Das letzte Porträt Goethes, das zu seinen Lebzeiten entstand, hat einen amüsanten Hintergrund. Im Dezember 1831 bat der Hofkupferstecher Carl August Schwerdgeburth Goethe, ihm Modell zu sitzen. Goethe weigerte sich freundlich:
„Ich habe so oft Künstlern gesessen, man hat mich damit gemartert und geplagt, und von den vielen in der Welt kursirenden Abbildungen sind die allerwenigsten mir zu Danke. Ich bin dadurch verdrüsslich geworden und habe mir zum Gesetz gemacht, mich niemanden mehr dazu herzugeben.“
Während dieses Gesprächs beobachtete Schwerdgeburth ihn aufmerksam. Zuhause zeichnete er sofort Goethes Kopf aus der Erinnerung. Er übergab die Zeichnung noch am gleichen Tag dessen Schwiegertochter Ottilie zum Vergleich – in der Hoffnung auf ihre Zustimmung.

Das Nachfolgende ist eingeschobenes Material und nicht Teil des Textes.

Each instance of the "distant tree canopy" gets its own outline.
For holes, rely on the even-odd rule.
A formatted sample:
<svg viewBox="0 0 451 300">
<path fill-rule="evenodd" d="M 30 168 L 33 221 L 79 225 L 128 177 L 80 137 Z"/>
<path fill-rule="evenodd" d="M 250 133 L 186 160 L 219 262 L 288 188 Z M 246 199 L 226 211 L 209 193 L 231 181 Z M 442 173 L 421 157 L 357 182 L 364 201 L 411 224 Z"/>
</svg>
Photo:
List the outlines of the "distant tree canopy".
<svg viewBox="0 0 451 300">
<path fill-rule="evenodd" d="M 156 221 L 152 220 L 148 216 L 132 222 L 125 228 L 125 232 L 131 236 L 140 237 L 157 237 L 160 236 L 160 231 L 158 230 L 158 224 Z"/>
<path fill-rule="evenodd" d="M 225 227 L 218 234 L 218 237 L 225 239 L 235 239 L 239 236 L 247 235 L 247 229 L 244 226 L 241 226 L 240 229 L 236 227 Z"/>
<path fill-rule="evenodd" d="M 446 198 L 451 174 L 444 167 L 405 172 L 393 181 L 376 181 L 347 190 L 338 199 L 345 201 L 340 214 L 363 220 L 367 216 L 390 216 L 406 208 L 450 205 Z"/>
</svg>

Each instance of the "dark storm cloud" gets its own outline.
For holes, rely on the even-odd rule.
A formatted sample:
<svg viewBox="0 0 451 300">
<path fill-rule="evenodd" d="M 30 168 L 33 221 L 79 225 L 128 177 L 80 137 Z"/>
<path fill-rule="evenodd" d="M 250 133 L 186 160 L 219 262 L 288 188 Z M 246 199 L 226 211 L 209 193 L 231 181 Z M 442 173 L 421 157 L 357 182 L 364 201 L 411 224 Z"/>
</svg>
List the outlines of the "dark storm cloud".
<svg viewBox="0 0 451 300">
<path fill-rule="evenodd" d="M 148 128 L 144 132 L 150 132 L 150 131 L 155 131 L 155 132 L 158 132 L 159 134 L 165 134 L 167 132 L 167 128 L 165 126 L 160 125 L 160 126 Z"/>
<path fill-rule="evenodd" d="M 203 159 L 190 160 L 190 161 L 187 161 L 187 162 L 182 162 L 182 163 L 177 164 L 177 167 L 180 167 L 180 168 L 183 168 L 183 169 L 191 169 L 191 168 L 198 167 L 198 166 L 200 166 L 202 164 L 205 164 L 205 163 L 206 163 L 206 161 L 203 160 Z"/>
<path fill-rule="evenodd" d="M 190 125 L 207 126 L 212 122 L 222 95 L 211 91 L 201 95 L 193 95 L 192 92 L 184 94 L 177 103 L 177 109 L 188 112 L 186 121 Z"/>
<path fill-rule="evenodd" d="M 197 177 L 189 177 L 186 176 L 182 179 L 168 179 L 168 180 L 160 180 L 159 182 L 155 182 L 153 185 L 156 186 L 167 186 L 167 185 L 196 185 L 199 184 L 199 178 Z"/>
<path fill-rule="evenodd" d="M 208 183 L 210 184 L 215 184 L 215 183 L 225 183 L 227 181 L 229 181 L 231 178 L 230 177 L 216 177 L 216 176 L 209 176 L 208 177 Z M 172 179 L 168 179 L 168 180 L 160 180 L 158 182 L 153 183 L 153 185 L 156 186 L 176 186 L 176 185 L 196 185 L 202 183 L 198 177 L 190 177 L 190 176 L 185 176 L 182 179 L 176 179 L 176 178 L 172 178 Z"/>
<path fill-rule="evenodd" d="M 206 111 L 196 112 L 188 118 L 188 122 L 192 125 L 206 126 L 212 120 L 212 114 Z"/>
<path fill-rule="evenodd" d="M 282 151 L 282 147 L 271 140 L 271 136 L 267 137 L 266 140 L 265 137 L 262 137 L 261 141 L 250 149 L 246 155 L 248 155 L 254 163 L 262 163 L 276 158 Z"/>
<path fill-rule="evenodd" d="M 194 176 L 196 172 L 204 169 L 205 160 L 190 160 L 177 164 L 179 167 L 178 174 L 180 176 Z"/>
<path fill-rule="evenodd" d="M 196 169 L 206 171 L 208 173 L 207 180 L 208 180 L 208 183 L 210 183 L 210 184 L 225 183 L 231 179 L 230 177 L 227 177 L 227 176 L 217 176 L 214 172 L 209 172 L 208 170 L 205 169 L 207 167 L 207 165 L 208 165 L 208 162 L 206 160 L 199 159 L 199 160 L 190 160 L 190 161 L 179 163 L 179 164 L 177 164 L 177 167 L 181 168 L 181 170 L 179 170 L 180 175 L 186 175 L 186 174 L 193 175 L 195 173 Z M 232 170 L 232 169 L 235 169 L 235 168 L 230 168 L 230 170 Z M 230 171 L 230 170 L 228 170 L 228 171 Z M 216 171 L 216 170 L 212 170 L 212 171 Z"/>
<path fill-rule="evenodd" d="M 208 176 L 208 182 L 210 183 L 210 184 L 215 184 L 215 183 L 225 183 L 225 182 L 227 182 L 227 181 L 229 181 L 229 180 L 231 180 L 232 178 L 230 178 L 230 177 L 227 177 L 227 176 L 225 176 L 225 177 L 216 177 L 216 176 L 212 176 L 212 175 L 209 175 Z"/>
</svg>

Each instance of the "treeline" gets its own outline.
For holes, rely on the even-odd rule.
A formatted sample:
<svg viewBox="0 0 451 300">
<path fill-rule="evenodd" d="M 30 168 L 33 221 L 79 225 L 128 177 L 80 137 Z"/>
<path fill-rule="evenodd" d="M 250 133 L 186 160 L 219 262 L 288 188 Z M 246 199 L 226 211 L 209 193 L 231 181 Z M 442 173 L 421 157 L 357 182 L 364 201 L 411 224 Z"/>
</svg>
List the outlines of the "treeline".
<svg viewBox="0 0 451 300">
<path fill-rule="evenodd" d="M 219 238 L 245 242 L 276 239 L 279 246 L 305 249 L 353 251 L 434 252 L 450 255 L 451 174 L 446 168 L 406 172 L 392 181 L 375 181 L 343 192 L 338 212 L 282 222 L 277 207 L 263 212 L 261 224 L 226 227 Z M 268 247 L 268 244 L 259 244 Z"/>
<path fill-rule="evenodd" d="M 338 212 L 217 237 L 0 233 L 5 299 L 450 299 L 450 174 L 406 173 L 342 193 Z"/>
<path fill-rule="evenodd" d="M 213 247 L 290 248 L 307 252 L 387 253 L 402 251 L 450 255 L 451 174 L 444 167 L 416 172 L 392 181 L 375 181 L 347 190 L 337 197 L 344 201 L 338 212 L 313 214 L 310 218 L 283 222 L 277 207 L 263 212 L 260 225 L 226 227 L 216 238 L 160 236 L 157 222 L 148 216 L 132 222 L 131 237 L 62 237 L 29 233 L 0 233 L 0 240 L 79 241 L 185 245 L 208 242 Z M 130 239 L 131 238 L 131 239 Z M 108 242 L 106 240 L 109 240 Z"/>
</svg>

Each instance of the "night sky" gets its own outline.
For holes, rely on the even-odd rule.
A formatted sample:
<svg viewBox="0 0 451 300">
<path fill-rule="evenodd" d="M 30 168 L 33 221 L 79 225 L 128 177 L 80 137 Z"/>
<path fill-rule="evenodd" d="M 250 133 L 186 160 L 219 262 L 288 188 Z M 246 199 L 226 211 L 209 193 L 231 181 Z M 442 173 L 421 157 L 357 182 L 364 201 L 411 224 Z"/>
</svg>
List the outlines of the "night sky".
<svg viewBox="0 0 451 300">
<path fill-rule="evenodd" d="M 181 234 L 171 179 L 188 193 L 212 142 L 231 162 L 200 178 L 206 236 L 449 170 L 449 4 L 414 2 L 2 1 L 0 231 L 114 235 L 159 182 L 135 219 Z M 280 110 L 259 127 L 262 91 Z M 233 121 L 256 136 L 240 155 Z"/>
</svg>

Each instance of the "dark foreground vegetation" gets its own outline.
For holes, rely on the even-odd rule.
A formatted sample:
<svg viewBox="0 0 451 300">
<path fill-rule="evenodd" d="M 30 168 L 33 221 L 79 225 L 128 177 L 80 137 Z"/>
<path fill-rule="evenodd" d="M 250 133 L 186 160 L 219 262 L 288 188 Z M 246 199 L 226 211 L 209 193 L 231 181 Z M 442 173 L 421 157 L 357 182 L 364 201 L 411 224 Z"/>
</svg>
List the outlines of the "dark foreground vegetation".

Einige Tage später ließ Goethe ihn rufen, empfing Schwerdgeburth mit der Zeichnung in der Hand und klopfte ihm auf die Schulter:
„Das haben Sie recht gemacht, dass Sie sich hinter die Frauenzimmer gesteckt haben. […] Ich will so oft sitzen, als Sie es wünschen. Jetzt haben Sie nichts zu ändern, als den ernsten Zug um den Mund“.
Im Januar 1832 legte Schwerdgeburth die Reinzeichnung vor. Goethe wünschte, „[d]ie Welt mit diesem Kupferstich bekannt zu machen […]. Machen Sie sich rasch an die Arbeit.“ Am 6. März wurden weitere Abmachungen getroffen; eine Pinselzeichnung entstand zur Vorlage. Leider wurde der Kupferstich Goethe nach dem Leben gezeichnet [18] erst nach dessen Tod vollendet.